秋田県藤里町の連続児童殺害事件で、殺人と死体遺棄の罪に問われた畠山鈴香被告(34)の初公判が12日午前、秋田地裁(藤井俊郎裁判長)で始まった。罪状認否で畠山被告は、長女の彩香さん(当時9)の水死について「私は殺害を決意したことはありません。橋の欄干の上に乗せたことも、手で押したこともありません」と殺害を否定。2軒隣に住む米山豪憲君(当時7)の殺害は「間違いありません。ただ、精神状態が正常だったかは私にも分かりません」と述べた。
車両から秋田地裁に入る畠山鈴香被告を隠す地裁職員ら=12日午前10時23分、秋田市で
連続児童殺害事件の初公判が開かれる秋田地裁前には、雨の中、早朝から傍聴券を求める長い列が出来た=12日午前8時35分、秋田市で
畠山彩香さんが転落したとみられる藤琴川の大沢橋=11日午後、秋田県藤里町で
公判と並行して、被告の精神鑑定が実施されることが決まっている。
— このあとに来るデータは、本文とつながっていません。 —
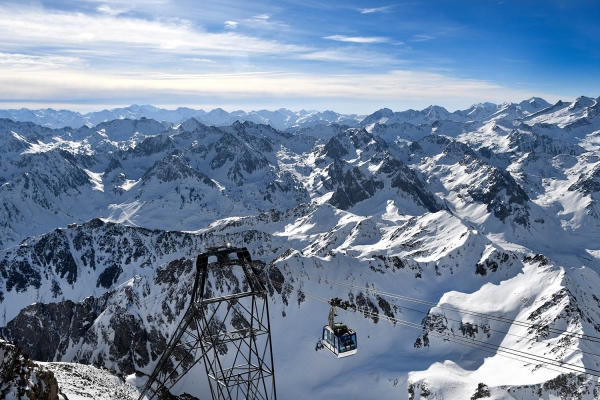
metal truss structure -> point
(229, 334)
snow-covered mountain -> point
(280, 119)
(474, 233)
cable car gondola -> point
(338, 337)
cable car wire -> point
(491, 329)
(474, 343)
(577, 335)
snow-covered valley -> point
(475, 233)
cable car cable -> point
(590, 338)
(496, 330)
(474, 343)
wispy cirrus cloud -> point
(422, 38)
(358, 39)
(375, 10)
(29, 61)
(231, 25)
(38, 28)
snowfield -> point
(468, 242)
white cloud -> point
(200, 60)
(109, 10)
(29, 61)
(387, 87)
(35, 28)
(374, 10)
(358, 39)
(231, 25)
(422, 38)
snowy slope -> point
(493, 210)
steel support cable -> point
(488, 350)
(456, 320)
(590, 338)
(500, 348)
(491, 329)
(474, 343)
約1カ月の間に2人の児童が相次いで亡くなった事件には動機面などで不可解な部分が多く、被告の心の内の解明が焦点となる。
起訴状によると畠山被告は(1)06年4月9日午後6時45分ごろ、同町の藤琴川にかかる大沢橋で、長女の彩香さんを欄干に乗せ、体を手で押して川に落として殺害した(殺人)(2)同年5月17日午後3時半ごろ、同町の自宅の玄関で、2軒隣に住む豪憲君を、腰ひもで首を絞めて殺害した(殺人)(3)豪憲君の遺体を軽乗用車で運び、同日午後4時5分ごろ、同県能代市の米代川岸の草むらに放置した(死体遺棄)——とされる。
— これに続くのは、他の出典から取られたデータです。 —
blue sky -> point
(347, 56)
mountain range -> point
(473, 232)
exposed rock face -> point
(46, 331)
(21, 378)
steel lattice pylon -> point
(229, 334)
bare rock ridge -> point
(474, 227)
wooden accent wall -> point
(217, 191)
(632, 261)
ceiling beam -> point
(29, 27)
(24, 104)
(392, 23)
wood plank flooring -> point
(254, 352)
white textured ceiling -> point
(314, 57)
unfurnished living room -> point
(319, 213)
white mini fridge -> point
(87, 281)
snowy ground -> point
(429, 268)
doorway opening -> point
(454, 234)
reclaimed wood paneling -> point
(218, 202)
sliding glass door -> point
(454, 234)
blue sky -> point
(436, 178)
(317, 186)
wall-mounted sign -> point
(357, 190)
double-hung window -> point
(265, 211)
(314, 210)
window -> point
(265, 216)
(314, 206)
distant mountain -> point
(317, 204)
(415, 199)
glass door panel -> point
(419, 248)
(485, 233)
初公判の前に裁判官、検察官、弁護人が非公開で証拠や主張を整理する「公判前整理手続き」が異例の長期に及び、昨年6月の最初の逮捕から約1年3カ月後の初公判となった。
公判は月2〜4回のペースで進み、年内に12回の審理が行われる。順調に進めば来年1月には論告・弁論、来春には判決の見通しだ。